Leaves flew into the air as the leaf-covered body of their grandfather burst from the pile, looking like some sort of deranged scarecrow.  The leaf monster stomped around and snorted, like any good monster should.  He kicked leaves into the air, a big toothy grin on his face as he chased after Josh, then Rachel, then Josh again.  His long arms finally snatched Rachel – Grandpa lifted her off the ground, turned her upside down, and began swinging her back and forth by her ankles.  Rachel screamed from mingled terror and delight.

“The grandfather clock!” Josh cried with excitement.

“Tick, tock, tick, tock,” Grandpa said, making a clicking noise with his tongue.  He swung Rachel one more time, then put her down.  She lied on the grass, red-faced.  Everyone stopped to breathe for a while.  Grandpa, pulling a few leaves out of his grayish white hair, said, “Let’s go inside—you guys have plumb tuckered me out.  Besides, the sun’s about to go down.”

***

Josh looked at the ground, where his feet kicked a clod of grass.  It fell apart as he said to his uncle, “I was watching this movie about aliens invading the earth the other day.”

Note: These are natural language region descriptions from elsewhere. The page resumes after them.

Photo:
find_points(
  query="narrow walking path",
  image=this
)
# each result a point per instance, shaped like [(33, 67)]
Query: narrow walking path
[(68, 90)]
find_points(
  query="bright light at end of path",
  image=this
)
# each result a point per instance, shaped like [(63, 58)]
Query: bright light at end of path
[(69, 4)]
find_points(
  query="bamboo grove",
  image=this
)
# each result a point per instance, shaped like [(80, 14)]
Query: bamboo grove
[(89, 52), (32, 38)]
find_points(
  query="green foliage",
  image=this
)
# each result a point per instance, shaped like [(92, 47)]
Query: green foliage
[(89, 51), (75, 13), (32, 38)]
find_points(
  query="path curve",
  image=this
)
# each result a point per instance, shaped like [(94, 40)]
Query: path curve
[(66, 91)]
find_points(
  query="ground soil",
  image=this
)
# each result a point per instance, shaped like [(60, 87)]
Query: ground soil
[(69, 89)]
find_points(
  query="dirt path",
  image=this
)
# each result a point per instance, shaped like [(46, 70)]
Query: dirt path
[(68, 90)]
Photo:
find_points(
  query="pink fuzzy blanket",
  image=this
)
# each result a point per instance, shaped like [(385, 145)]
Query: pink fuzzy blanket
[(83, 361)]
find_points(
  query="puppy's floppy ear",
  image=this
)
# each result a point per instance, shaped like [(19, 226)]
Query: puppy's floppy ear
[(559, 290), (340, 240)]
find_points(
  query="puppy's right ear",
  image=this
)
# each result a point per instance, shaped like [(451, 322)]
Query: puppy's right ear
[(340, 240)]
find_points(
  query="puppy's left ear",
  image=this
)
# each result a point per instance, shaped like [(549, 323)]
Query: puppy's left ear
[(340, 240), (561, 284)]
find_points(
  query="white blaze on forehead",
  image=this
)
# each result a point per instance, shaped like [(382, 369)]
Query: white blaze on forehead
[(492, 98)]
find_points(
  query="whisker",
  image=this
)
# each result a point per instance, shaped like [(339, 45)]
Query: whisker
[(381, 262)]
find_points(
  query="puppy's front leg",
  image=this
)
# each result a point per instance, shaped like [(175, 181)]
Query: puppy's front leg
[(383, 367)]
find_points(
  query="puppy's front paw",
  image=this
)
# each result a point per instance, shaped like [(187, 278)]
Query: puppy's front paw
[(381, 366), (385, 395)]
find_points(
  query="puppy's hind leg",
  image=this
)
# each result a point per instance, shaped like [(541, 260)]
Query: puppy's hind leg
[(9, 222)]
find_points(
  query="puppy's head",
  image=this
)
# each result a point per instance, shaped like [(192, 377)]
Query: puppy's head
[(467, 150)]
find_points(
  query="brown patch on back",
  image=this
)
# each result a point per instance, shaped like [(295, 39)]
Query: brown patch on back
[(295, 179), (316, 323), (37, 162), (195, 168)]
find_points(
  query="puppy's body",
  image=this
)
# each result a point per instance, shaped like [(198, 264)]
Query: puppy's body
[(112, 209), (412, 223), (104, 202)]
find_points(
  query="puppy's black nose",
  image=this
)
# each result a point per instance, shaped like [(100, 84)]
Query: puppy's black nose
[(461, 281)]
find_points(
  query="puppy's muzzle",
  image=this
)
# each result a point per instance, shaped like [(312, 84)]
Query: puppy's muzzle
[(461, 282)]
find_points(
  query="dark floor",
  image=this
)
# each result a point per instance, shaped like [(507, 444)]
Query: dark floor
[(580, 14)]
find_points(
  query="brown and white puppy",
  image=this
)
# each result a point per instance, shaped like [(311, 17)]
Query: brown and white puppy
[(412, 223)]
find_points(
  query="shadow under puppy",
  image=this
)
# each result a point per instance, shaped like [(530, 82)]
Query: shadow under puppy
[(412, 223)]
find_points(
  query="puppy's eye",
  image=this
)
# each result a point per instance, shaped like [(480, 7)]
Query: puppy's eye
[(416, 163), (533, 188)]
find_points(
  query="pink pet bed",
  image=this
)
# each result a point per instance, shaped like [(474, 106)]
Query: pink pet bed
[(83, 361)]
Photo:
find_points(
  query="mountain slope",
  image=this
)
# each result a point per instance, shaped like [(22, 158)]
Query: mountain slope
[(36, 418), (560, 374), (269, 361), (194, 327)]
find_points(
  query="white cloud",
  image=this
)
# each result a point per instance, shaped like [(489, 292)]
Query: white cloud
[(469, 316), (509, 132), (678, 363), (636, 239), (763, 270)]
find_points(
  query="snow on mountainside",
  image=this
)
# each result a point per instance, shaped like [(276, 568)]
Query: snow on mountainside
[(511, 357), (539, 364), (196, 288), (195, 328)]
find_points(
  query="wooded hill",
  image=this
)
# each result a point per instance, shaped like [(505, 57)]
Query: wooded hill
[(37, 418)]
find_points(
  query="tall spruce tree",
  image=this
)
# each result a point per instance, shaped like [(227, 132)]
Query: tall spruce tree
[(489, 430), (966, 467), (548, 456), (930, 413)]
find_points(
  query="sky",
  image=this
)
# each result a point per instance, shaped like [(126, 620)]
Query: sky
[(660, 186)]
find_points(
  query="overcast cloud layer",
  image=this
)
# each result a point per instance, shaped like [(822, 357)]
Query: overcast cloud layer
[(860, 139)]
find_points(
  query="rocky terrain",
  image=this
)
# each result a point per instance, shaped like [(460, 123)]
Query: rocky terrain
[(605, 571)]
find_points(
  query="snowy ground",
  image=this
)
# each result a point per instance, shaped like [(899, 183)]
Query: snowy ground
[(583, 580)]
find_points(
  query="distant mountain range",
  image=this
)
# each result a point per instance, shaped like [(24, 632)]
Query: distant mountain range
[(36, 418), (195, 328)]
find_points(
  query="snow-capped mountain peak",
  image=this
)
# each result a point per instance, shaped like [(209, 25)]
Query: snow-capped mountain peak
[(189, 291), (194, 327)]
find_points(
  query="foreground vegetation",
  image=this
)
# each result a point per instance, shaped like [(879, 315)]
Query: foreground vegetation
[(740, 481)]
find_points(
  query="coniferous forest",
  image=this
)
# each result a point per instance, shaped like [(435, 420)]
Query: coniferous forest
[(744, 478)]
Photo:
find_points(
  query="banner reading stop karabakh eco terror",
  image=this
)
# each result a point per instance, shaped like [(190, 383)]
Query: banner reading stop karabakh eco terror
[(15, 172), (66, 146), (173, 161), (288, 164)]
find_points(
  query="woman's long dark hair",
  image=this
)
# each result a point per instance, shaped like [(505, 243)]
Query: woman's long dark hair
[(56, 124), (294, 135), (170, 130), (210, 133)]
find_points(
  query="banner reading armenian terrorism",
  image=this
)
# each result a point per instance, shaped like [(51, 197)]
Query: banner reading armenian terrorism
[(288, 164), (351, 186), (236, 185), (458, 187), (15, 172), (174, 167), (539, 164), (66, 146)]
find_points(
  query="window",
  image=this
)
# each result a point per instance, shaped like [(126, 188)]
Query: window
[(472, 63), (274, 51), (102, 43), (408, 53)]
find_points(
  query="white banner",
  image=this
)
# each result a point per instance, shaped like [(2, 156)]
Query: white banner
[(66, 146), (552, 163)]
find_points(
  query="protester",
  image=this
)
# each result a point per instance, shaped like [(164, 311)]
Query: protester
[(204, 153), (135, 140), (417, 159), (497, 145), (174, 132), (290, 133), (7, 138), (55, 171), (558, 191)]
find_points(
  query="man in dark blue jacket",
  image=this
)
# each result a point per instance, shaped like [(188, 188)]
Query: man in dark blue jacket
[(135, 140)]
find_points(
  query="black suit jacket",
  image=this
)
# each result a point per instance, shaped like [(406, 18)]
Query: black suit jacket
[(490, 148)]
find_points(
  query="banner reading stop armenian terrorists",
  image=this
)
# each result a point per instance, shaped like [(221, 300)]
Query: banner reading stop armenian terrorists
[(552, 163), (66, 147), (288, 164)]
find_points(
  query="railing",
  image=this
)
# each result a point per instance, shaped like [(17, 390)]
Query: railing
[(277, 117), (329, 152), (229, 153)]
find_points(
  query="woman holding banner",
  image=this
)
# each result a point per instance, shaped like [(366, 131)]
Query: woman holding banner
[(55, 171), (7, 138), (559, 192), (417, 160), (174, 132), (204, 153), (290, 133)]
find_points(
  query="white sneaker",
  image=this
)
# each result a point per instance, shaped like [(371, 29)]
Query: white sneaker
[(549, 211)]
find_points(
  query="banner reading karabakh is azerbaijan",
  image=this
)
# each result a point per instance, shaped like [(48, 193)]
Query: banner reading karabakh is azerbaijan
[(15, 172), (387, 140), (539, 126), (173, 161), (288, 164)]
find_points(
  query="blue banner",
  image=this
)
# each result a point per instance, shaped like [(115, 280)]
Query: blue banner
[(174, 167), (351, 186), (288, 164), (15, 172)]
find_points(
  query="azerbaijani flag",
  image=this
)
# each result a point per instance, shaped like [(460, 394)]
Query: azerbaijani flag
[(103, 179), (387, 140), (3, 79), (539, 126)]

Uncle Tim gave him a funny look and said, “What?”

“Wait, hang on.”

“Okay.”

Josh paused, looked up at the sky for a moment and said, “If an alien came to invade earth, I would take it to Grandpa’s house, and we would go fishing, and it would fly back into the stars and tell its friends that we aren’t so bad after all.  Then the invasion would be called off, and everyone would be happy.”

“You know,” said Uncle Tim, “I think you’re right.”

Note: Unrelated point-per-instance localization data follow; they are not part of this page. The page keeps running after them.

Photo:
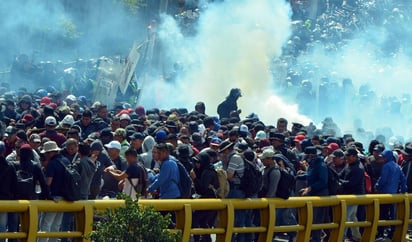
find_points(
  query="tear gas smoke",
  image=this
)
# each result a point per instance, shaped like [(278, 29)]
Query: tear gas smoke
[(234, 47)]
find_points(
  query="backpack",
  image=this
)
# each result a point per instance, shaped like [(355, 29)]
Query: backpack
[(252, 180), (224, 186), (185, 182), (143, 182), (368, 183), (71, 182), (286, 184), (334, 183), (25, 185)]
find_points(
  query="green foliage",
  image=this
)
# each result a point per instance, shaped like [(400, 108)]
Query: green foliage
[(133, 5), (133, 223)]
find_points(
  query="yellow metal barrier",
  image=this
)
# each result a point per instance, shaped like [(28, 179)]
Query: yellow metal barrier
[(85, 210)]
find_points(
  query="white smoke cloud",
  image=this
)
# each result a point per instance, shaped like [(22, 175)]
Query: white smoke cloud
[(234, 46)]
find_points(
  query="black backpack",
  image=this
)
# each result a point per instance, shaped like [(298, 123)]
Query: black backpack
[(286, 184), (71, 182), (252, 180), (25, 185), (185, 182), (334, 182)]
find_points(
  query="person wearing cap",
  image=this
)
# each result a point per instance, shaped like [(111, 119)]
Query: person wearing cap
[(353, 183), (54, 173), (120, 135), (8, 184), (10, 114), (278, 143), (229, 104), (124, 120), (376, 166), (132, 180), (407, 171), (86, 124), (317, 185), (103, 161), (10, 135), (338, 161), (136, 142), (110, 185), (103, 113), (166, 180), (234, 166), (391, 181), (51, 133), (206, 183), (271, 174)]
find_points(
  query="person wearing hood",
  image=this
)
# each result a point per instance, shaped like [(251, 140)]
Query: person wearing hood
[(206, 182), (146, 157), (103, 161), (391, 181), (230, 104)]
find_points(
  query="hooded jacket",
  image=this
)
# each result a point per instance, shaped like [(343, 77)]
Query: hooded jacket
[(392, 179)]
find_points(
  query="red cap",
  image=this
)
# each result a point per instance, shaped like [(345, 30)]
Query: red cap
[(332, 147), (299, 138)]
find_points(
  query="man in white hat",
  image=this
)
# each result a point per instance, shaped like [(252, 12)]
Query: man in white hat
[(54, 179)]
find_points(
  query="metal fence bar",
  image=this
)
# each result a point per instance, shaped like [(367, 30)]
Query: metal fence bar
[(225, 229)]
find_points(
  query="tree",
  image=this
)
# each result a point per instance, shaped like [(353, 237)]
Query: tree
[(133, 223)]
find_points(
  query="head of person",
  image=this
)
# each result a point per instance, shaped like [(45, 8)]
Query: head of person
[(102, 112), (225, 148), (131, 155), (86, 118), (338, 158), (84, 149), (277, 139), (200, 107), (113, 149), (35, 141), (163, 152), (26, 153), (282, 125), (120, 134), (311, 153), (50, 123), (136, 140), (407, 152), (267, 157), (386, 156), (50, 149), (72, 146), (351, 155)]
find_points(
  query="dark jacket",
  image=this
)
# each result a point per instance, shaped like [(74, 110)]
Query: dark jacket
[(407, 171), (317, 176), (353, 179), (8, 180)]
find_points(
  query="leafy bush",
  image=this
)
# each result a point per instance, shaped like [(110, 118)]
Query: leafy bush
[(133, 223)]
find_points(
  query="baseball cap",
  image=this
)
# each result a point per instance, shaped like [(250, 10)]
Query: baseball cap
[(35, 138), (50, 121), (332, 146), (136, 135), (267, 153), (114, 145)]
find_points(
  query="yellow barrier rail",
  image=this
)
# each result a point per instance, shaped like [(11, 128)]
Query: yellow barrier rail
[(85, 211)]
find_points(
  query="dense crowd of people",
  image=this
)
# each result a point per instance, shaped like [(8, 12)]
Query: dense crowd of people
[(141, 152), (138, 152)]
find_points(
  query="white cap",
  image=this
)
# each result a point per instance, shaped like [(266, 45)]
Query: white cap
[(114, 145), (50, 121)]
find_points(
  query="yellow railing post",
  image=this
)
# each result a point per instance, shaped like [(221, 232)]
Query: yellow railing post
[(84, 210)]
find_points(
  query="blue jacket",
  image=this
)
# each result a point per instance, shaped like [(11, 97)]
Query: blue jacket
[(392, 179), (167, 180), (318, 177)]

Josh  turned his face back toward the ground; his swinging foot idly kicked another clump of grass.  “I wouldn’t be able to do that now though…”  And a tear trickled down his cheek.

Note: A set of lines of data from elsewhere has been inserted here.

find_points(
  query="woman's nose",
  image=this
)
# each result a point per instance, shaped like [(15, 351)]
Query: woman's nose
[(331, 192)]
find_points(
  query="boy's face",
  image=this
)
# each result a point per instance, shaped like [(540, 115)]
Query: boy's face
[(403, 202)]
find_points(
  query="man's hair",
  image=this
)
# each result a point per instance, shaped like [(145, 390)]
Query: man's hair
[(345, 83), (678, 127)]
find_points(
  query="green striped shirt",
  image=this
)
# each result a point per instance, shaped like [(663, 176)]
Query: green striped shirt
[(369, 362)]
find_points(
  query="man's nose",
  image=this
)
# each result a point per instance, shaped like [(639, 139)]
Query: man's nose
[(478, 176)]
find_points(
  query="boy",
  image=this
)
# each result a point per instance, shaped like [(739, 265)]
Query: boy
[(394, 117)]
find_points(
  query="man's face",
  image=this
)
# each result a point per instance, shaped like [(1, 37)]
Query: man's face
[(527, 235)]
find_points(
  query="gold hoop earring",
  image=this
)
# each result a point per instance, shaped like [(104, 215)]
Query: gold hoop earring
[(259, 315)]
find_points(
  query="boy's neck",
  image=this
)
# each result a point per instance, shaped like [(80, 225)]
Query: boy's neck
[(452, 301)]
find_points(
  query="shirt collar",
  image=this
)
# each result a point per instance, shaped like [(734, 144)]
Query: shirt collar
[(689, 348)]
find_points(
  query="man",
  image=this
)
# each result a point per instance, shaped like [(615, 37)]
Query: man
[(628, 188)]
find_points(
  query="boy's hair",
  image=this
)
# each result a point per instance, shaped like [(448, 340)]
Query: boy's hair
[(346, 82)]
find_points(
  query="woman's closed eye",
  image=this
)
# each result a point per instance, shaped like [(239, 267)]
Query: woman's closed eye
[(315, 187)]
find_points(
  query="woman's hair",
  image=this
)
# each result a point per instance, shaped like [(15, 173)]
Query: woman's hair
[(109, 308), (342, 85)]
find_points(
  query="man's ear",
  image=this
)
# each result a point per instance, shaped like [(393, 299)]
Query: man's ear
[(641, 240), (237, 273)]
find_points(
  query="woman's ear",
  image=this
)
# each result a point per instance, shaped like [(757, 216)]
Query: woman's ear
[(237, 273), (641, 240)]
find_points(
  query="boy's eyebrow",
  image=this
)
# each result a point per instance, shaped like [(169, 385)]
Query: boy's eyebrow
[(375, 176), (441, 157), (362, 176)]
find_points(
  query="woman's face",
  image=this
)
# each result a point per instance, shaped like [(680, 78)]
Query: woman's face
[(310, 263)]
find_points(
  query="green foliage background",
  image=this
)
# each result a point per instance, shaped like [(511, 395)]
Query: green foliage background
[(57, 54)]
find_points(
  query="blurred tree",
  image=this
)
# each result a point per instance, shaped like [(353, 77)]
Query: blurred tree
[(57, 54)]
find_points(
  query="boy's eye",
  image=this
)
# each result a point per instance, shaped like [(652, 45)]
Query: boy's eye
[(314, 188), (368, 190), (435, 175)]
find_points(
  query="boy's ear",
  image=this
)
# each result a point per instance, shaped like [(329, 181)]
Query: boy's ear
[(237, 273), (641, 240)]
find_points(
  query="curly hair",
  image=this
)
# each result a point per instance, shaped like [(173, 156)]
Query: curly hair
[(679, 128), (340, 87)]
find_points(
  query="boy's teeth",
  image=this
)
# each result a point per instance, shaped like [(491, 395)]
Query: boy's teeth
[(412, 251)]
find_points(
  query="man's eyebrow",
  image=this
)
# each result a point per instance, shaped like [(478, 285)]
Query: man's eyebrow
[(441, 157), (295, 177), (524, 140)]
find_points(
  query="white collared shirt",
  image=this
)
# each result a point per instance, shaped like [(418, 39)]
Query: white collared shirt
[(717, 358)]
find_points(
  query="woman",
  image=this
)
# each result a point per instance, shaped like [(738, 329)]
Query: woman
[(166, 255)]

“Shh, shh,” Uncle Tim whispered, tightening his arm around the boy.  He pointed toward the sky, which had turned a light shade of periwinkle.  Josh looked up and saw a single white star.

“You see that star?” Uncle Tim said.  “That’s where Grandpa is.”

Josh thought for a minute and said, “Uncle Tim, I stopped believing in the Easter Bunny three years ago.”

“Hold on.  Can you prove that the Easter Bunny isn’t real?”

“Yeah.  I could hide behind the couch the night before Easter and see Mom put out the Easter baskets.”

“Okay, now, can you prove that what I said isn’t true?  That Grandpa isn’t up there?”

“Well… no.  I guess not.”

The two stopped talking for a little while and looked at the sky, their heads craned back to get a better view.

“I like to think,” said Uncle Tim, “That he’s up there, flying through space with his eyes closed, with a big smile on his face.  You remember the way his eyes crinkled, when he laughed?”

Josh started to cry again and said, “But why does he have to be up there?

“You know how Grandpa couldn’t get out of bed much for the past two years?”

Josh wiped his nose.  “Yeah.”

“Well, since he could barely even get up and go for a walk, it’s only fair that he gets to fly for a while.”

“But… doesn’t he care about us?”

“Shh, shh.  He does.  He thinks about you all the time.”

“Then why can’t he come back?”  Josh thought about the way his grandfather rose up from the leaves.

Uncle Tim’s voice warmed.  “He can’t just come back.  You’re old enough to know that.”

“I know, but why can’t he at least fly down here for a little while?”

“Because, he’s not allowed to.  That would spoil it for the rest of us.”

Uncle Tim gave Josh a pat on the shoulder and got up.  He started to go up the porch steps, turned toward Josh, and said softly, “Come in soon, okay?”

“Okay.”

The porch door creaked, then thudded shut.  The porch light went out.  Josh sat, and thought.  He remembered the way the sun glinted off the fish as it danced over the water, and smiled.